Sponsored by CPL Recruitment: If you’re new to Dublin, entering the tech recruitment market brings with it a competitive advantage.
Tech skills are in high demand and the sector as a whole is growing at a furious rate. However, finding a job in tech can be complicated. It’s not really about who you know but what you know and, more importantly, what you can do with it. So, when entering this unfamiliar environment with little to no leads how can you get the most out of it?
— H/F Dublin (@HFdublin) May 21, 2015
Explore the ecosystem:
Networking opportunities are everywhere: one of the best first steps is to dive into the active meetup scene. The Startup Digest is the perfect accessory for this. It is a useful personalised calendar that will notify you of all the meetups that happen across the city each month.
Groups such as Dublin R, Hackers and Founders, and Data Scientists Ireland provide an energetic environment to collaborate, delve into the latest developments, upskill, and network with the tech trailblazers. You can find your next boss at a meetup while also learning about neural networks or volcano eruption prediction.
These groups, as well as local tech recruiters (cue shameless plug), will be invaluable resource for finding out which companies are hiring and how to apply.
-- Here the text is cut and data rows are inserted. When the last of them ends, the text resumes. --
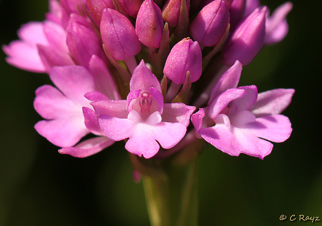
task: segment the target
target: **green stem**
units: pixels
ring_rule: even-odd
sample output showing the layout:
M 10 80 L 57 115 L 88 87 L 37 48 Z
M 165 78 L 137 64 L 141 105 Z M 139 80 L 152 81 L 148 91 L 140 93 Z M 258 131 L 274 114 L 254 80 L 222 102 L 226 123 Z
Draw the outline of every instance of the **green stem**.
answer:
M 152 226 L 198 225 L 197 159 L 183 166 L 170 163 L 167 177 L 143 178 Z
Dublin or Amsterdam for cycling? No need to go Dutch, Dublin has mountain biking & an epic bike share scheme! pic.twitter.com/LDsyVVC4Yi
— Visit Dublin (@VisitDublin) December 1, 2015
Know the landscape:
Choosing a new job isn’t just about the work. There are some crucial practicalities to consider like accommodation, facilities and transport. You’ll find plenty of useful information on life in the city on Visit Dublin, as well as a handy map of Dublin’s tech sector. If you’re looking for even more accuracy in your tech maps, Zartis provide plenty of detail in their interactive version. Dublin has its own unique transport infrastructure, so make sure you understand where you want to live, where you want to work and how the two relate journey-wise.
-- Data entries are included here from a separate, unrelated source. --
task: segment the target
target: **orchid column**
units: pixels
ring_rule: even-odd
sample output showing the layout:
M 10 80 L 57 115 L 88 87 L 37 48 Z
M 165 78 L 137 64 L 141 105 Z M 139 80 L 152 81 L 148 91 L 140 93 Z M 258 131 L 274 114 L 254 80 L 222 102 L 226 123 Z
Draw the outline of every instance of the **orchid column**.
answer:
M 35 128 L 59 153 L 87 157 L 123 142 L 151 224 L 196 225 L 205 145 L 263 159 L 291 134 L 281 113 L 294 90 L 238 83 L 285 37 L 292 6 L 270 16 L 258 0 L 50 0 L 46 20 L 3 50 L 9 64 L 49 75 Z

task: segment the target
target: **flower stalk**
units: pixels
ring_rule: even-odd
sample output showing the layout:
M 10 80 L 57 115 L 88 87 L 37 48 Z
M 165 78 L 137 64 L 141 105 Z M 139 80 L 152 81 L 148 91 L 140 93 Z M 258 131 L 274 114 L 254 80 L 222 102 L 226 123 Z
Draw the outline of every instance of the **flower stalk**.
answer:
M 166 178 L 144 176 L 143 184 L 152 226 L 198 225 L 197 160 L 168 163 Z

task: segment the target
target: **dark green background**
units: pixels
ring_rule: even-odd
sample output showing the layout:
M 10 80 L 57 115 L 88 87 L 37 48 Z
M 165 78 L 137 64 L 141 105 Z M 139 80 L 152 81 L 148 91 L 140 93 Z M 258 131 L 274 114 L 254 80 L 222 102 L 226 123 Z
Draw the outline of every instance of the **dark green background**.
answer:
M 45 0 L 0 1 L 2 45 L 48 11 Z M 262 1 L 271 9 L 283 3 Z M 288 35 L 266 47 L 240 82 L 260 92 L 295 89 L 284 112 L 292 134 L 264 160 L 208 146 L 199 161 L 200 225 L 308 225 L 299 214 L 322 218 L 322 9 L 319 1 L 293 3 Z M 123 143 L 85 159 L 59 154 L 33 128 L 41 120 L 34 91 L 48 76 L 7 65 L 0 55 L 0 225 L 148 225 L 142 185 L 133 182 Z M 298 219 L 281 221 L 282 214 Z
Above all else, take the initiative
While you’re making the move, it’s vital that you keep developing your skills. The number one thing employers love to see in tech applicants is self-directed learning. It shows real dedication and love for what you do.
Post your code on Github and get involved in one of Dublin’s many hackathons. Block Hackathon, for example, opens its doors to all creative ideas with prizes up for grabs for the most innovative projects and mentors on hand to help (if required). TOG is a shared space in Dublin that allows its members to work on their projects in a creative and inspiring environment. It offers both a fantastic learning experience and can be the key differentiator between you and that graduate who sat on their degree post-graduation.
In Dublin, your career has the potential to move as quickly as the industry itself. That’s probably why you moved here. Don’t take this thriving tech culture for granted. Finding a job will still involve some serious graft, and you’re going to have to get creative to get attention. Work the system, establish contacts, do your research, collaborate and innovate.
Do all this, and you can create your own competitive advantage.